Use of electricity plummets
New data on electricity use in the last three weeks suggest a sharp decline in American economic activity on par with that of the Great Recession. It may already be the deepest downturn since the Great Depression; it is certainly the fastest.
These numbers are important because our official statistics can’t keep pace with the abrupt economic changes the coronavirus shutdown has caused. All those closed stores, silenced factories and darkened office buildings are yet to be counted in the government’s official economic numbers, which take months to collect, process and report.
But evidence of the sharp economic shift shows up in a large and rapid decline in electricity usage over recent weeks.
The numbers come from a new electricity-based measure that Steve Cicala, an economics professor at the University of Chicago, has devised to track the state of the American economy and how it changes daily. The idea of tracking electricity usage, he says, follows from the observation that most economic activity requires electricity.
Cicala’s results conform with a similar analysis from the U.S. Energy Information Administration and from reports by regional electricity providers.

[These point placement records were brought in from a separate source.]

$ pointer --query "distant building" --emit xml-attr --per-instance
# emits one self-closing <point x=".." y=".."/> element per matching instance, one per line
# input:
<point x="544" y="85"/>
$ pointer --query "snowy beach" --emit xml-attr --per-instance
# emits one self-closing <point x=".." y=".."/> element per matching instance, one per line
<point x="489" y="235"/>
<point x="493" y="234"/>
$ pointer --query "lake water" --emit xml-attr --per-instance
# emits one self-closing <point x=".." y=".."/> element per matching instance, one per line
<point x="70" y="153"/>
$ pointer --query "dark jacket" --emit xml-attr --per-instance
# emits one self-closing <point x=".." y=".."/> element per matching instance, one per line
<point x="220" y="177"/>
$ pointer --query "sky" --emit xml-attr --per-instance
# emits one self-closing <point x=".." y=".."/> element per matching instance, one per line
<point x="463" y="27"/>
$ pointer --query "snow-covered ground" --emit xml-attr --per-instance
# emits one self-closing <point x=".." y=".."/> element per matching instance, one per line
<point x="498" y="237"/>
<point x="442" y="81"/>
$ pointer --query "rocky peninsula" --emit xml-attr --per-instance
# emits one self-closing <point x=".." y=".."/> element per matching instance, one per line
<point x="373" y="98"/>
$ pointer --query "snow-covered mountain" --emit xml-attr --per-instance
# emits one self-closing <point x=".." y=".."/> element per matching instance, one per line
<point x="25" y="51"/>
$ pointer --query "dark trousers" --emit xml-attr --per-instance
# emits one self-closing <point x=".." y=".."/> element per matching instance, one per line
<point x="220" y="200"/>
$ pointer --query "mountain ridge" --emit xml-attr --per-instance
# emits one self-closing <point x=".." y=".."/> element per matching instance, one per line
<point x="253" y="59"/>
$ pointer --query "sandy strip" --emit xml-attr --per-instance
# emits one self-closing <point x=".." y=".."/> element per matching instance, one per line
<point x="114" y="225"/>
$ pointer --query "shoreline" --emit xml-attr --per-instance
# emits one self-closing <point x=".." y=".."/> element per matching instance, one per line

“In terms of this scale of event, I don’t think we’ve had in recent history anything like this hit the grid,” said April Lee, an analyst at the EIA.
Cicala said his indicator was useful in times of rapid economic change, adding, “While this isn’t a perfect measure, it certainly helps with filling in the gap so that we can get the most complete picture.”
Cicala’s data show large declines in electricity use across high-density cities, rural areas and industrial centers.
In New York City, electricity demand fell 14% from its recent average, as restaurants, theaters and offices closed their doors.
A similar decline is evident in eastern Wisconsin and Michigan. As of Tuesday, electricity demand was down 12%.
One way to assess the accuracy of this new economic indicator is to replay the signals it would have sent during the previous recession. Lehman Brothers filed for bankruptcy in September 2008, heralding a sharp turn for the worse in an economy already contracting, but the gross domestic product numbers released a few months later initially suggested only a moderate decline in output. It took several more months for the government to release revised numbers revealing the true extent of economic carnage.
By contrast, electricity usage confirmed almost immediately that the economy had cratered.
Today’s social isolation economy is very different from the pre-pandemic economy. The loss of output resulting from shuttered factories will clearly be visible in reduced electricity usage, but other changes — such as differences in the energy intensity of working from home rather than in an office — might yield more ambiguous signals.